Заночевал у Дорте… Дорте делала коктейли, она была пьяна… Она была так пьяна, что даже не поняла, что у меня ломка, она предложила выпить, я бросился в туалет, меня рвало, весь плов и все молоко вышло, и еще, вот это очень жутко, мне показалось, что меня вырвало клочками изорванных писем матери, я даже запустил руку в рвоту, чтобы проверить, но это был, разумеется, глюк. Когда я вышел из туалета, она так сильно поплыла, что даже забыла о том, что я пришел, не мог я так долго просидеть в туалете, она забыла обо мне, потому что надралась в одиночку, как свинья, она мне была противна… Она бросилась ко мне: — where did you come from, for helvede?.. I did not know du var hjemme![98] — Неужели я так долго блевал, — промелькнуло у меня в голове, и тут же мысли затянуло густыми мрачными тучами… она растеклась у меня на руках… мы чуть не упали, у меня не было сил ее держать… судороги пробегали по ногам как молнии… и дрожь, параноидальная и неуловимая, проносилась по спине, точно насекомое… мы плюхнулись на кровать… подняли много пыли, она хохотала, как чайка… не человек, а ворох тряпок, — столько на ней было всяких кофточек, платков, шалей…
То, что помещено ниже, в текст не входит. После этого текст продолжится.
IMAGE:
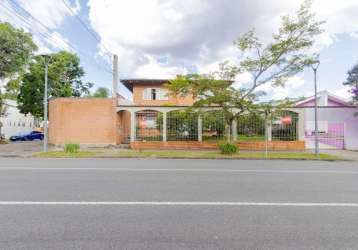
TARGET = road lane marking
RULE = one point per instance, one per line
(173, 203)
(183, 170)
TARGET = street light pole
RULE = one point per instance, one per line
(315, 68)
(46, 105)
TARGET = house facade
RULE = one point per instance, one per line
(154, 119)
(337, 122)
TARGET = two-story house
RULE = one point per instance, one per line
(152, 118)
(99, 121)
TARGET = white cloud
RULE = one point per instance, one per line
(51, 13)
(291, 88)
(155, 70)
(354, 35)
(200, 33)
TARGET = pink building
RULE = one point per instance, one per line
(337, 123)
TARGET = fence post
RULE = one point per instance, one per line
(200, 128)
(234, 130)
(269, 130)
(164, 126)
(133, 126)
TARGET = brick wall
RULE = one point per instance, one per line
(274, 145)
(82, 120)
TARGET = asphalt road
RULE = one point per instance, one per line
(177, 204)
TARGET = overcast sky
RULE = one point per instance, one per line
(163, 38)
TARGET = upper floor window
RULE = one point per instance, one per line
(155, 94)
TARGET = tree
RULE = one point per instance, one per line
(64, 80)
(16, 50)
(287, 55)
(101, 92)
(352, 81)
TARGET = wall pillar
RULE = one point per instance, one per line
(133, 126)
(234, 130)
(164, 126)
(200, 128)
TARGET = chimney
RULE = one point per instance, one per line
(115, 76)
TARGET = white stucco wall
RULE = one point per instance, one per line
(15, 123)
(344, 115)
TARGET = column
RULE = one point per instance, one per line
(133, 126)
(165, 126)
(268, 129)
(234, 130)
(301, 126)
(200, 129)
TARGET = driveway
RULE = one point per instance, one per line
(177, 204)
(20, 149)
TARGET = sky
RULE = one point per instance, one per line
(165, 38)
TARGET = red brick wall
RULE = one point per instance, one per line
(82, 120)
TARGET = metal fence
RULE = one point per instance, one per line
(184, 126)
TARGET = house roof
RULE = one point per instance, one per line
(130, 82)
(330, 98)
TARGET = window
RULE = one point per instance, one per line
(155, 94)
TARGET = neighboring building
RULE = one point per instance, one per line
(337, 123)
(15, 123)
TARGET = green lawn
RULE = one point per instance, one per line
(218, 155)
(186, 154)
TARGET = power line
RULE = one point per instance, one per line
(16, 7)
(90, 31)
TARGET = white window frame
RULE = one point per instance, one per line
(160, 94)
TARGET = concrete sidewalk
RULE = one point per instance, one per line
(344, 154)
(20, 149)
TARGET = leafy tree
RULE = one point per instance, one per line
(352, 81)
(16, 50)
(101, 92)
(64, 80)
(273, 63)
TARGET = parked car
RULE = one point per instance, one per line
(34, 135)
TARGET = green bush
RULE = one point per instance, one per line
(228, 148)
(72, 148)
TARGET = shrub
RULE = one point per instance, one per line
(228, 148)
(72, 148)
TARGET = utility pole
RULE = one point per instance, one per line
(315, 66)
(45, 105)
(115, 76)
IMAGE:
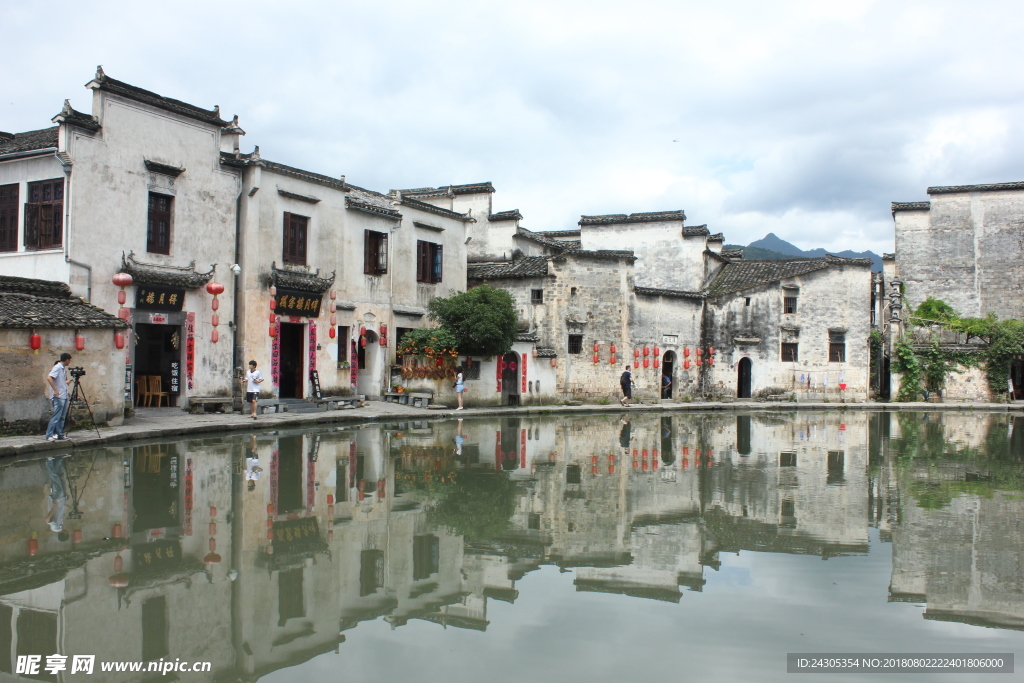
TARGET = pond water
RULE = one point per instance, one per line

— Я думала, ты не приедешь, — шептала она. — Я думала, ты больше никогда…
— Как я мог не приехать, моя дорогая! Ну, любимая, как я мог?! Без тебя… Нет жизни… Звезды не радуют…
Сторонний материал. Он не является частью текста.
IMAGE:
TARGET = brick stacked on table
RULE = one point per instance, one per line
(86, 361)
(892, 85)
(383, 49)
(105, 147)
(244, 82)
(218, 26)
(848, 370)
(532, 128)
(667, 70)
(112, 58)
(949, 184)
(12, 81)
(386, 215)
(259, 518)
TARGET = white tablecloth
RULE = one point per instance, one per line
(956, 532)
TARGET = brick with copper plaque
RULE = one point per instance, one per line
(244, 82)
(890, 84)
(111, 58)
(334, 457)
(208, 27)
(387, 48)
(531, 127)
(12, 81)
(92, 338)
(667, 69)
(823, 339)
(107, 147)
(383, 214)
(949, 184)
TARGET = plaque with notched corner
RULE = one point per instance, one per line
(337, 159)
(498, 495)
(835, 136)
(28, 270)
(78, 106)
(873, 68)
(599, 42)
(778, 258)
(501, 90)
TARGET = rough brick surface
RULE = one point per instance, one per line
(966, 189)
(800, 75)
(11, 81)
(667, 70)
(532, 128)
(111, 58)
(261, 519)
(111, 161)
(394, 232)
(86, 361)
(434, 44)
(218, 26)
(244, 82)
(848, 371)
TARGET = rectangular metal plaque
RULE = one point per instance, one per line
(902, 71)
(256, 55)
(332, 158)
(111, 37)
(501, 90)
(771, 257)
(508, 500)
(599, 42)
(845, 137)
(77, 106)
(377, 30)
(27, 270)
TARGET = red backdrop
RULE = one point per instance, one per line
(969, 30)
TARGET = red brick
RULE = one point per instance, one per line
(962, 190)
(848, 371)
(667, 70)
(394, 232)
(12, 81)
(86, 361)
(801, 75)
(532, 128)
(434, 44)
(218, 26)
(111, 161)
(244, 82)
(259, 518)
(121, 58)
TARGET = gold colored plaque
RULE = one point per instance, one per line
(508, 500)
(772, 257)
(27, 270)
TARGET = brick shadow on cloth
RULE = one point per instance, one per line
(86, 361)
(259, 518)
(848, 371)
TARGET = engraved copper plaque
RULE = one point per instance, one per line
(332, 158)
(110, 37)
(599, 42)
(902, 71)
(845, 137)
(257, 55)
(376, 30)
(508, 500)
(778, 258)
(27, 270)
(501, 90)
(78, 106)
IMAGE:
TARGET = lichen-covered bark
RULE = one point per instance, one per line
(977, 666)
— О, мой поэт! Мой мальчик!
Куда мне еще было идти… мне нужно покурить, сняться с ломки, перекантоваться как-нибудь эту ночь и с утра пораньше бежать на Нёрребро.
— Как? Ты уже собираешься? — изумилась похмельная Дорте, увидев, что я натягиваю джинсы. — Не останешься на репетицию?
— Я роль усвоил. Все просто. Завтра буду!
— Черт, какая головная боль!.. Сделай мне попить чего-нибудь…
Я сообщил Хануману о кантине, рассказал о философе, но он меня перебил и, в точности как мой дядя, завалил практическими вопросами: сколько стоит плов?., сколько стоит кофе?., сок?., сколько стоит хлеб?., как?., хлеб бесплатно?.. Да, сказал я, хлеб дают бесплатно, и сказал, что это такая же уловка, как в той пиццерии на Пешеходке возле ночного клуба «Абсалон», в той пиццерии питается мой дядя, там платишь только за вход, во всяком случае так гласит вывеска: сорок крон вход! — Ты платишь сорок крон и можешь есть столько пиццы, сколько в тебя влезет, но — ты платишь за напитки… к тому же там нет пива, а я не понимаю, как можно есть пиццу без пива… Хануман меня перебил, он продолжал интересоваться кантиной:
— А что там насчет Дома культуры? Туда что, берут и беженцев?
Я сказал, что не знаю, мой дядя сказал…
— Твой дядя сказал то, он сказал это… Я только и слышу от тебя о твоем дяде… давно пора познакомить меня с ним. Может быть, я тогда начну понимать тебя, устройство твоего бредового ума… Ты блуждаешь в потемках, Юдж! Ты бредишь наяву! Я не понимаю тебя совершенно… Как можно не слышать самого главного? Я тебя спрашиваю, что он сказал о бесплатных завтраках?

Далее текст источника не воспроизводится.